"Cliff Notes - Taming of the Shrew, The" - читать интересную книгу автора (Cliff Notes)


WILLIAM SHAKESPEARE: THE AUTHOR AND HIS TIMES

William Shakespeare's life (1564-1616) spanned the end of Queen
Elizabeth's reign (1558-1603) and the first half of James I's
(1603-1625). It was a very interesting time, with considerable
social change and intellectual excitement and a general broadening of
the horizons of the English. England had adopted a national
Christianity in 1539, when Elizabeth's father, Henry VIII,
established the Church of England and threw off allegiance to the
Roman Catholic Pope. In 1588, as Shakespeare began to write his
first plays, England defeated the great Spanish Armada in the English
Channel. London was a bustling center of commerce, politics, and
learning, with the Royal Court as the pivotal point. Expeditions to
the New World set off almost every year, and the gold of South
America was buying silks and satins from China for the English
merchants and aristocracy.

But, as England moved toward economic supremacy and scientific
sophistication, older ideas kept their hold. Most of society still
believed in a hierarchical system in which everything and everybody
had a fixed place. The world was organized into a series of
pyramids--the overarching pyramid had God at its apex.
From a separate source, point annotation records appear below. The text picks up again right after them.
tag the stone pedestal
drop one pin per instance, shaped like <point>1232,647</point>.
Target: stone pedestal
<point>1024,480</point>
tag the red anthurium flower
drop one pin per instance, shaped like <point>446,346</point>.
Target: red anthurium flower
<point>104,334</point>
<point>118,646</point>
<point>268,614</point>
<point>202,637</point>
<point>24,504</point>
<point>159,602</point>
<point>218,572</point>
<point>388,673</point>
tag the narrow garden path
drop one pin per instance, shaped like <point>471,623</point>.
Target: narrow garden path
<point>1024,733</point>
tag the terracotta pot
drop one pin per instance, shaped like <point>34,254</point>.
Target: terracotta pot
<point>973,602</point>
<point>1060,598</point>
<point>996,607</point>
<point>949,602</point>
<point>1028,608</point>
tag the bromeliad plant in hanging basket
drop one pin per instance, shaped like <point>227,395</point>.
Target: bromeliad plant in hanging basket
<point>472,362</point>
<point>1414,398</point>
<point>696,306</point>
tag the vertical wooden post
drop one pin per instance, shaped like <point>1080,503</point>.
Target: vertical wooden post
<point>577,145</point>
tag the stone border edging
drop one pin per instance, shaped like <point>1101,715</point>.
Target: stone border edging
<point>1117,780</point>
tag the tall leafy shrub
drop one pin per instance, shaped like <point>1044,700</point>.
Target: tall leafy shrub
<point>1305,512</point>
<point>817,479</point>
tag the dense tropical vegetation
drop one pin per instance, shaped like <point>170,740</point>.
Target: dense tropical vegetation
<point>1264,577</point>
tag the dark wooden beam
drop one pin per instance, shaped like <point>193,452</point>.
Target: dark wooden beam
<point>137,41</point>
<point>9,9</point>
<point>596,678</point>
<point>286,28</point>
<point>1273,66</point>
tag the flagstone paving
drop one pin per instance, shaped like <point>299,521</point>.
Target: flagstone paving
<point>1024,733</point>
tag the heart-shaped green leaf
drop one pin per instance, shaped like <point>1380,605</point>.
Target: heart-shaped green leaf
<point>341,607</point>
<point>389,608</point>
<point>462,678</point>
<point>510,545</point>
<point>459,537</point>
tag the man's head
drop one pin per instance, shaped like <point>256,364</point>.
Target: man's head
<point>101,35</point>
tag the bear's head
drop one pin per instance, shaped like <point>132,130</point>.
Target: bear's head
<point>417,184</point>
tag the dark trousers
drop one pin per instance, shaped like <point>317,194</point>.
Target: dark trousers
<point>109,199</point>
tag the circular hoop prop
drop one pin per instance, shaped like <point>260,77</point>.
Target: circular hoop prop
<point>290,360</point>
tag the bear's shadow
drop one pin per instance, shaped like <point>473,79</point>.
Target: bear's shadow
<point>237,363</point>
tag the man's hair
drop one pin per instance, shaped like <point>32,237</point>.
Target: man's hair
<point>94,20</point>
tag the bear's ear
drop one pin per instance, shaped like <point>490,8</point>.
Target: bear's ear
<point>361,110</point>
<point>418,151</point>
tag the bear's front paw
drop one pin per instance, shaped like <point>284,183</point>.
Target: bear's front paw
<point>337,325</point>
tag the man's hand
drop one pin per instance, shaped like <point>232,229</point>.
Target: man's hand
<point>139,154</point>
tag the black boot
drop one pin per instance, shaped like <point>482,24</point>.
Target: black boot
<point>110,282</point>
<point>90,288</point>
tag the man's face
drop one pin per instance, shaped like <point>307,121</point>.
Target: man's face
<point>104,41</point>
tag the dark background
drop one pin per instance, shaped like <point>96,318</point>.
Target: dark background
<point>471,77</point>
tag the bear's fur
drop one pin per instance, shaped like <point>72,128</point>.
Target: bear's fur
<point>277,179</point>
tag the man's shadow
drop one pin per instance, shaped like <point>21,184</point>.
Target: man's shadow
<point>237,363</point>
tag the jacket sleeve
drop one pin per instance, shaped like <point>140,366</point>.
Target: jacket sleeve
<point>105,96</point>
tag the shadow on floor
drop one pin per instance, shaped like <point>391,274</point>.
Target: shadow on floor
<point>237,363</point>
In the
political sphere, the sovereign ruled by divine right with subjects
in ranks below. In the family, the husband was the equivalent of God
in the universe--the wife was to obey the husband, the children were
to obey their parents in the same order, and the servants were
supposed to obey all above them.

Yet at the same time Elizabethans were acutely aware that the world
did not always conform to this ideal order. In an era when political
dissent was still expressed in religious terms, the new religious
movement called Puritanism challenged aspects of the established
regime. On the other hand, to neighboring Catholic countries
England's defiance of the Pope was itself a kind of radical defiance
of authority. And some English subjects felt that Elizabeth was not
harsh enough on either Catholics or Puritans. One of these, the 2nd
Earl of Essex, attempted to overthrow her in 1601. In the name of
mounting a more effective defense of "order," this man committed the
most extreme offense against the established order, the attempted
overthrow of a monarch. Shakespeare was well aware of these tensions
and ironies, and his plays express them. In The Taming of the Shrew
order is re-established by teaching a wife to obey, yet that
disobedient wife is often a more appealing character than the people
who are shocked by her behavior.

Just as England was expanding its commercial and intellectual
horizons, the English language was enjoying a huge expansion of
vocabulary, in part from the languages encountered by explorers and
merchants. Language was a source of pleasure to the Elizabethans.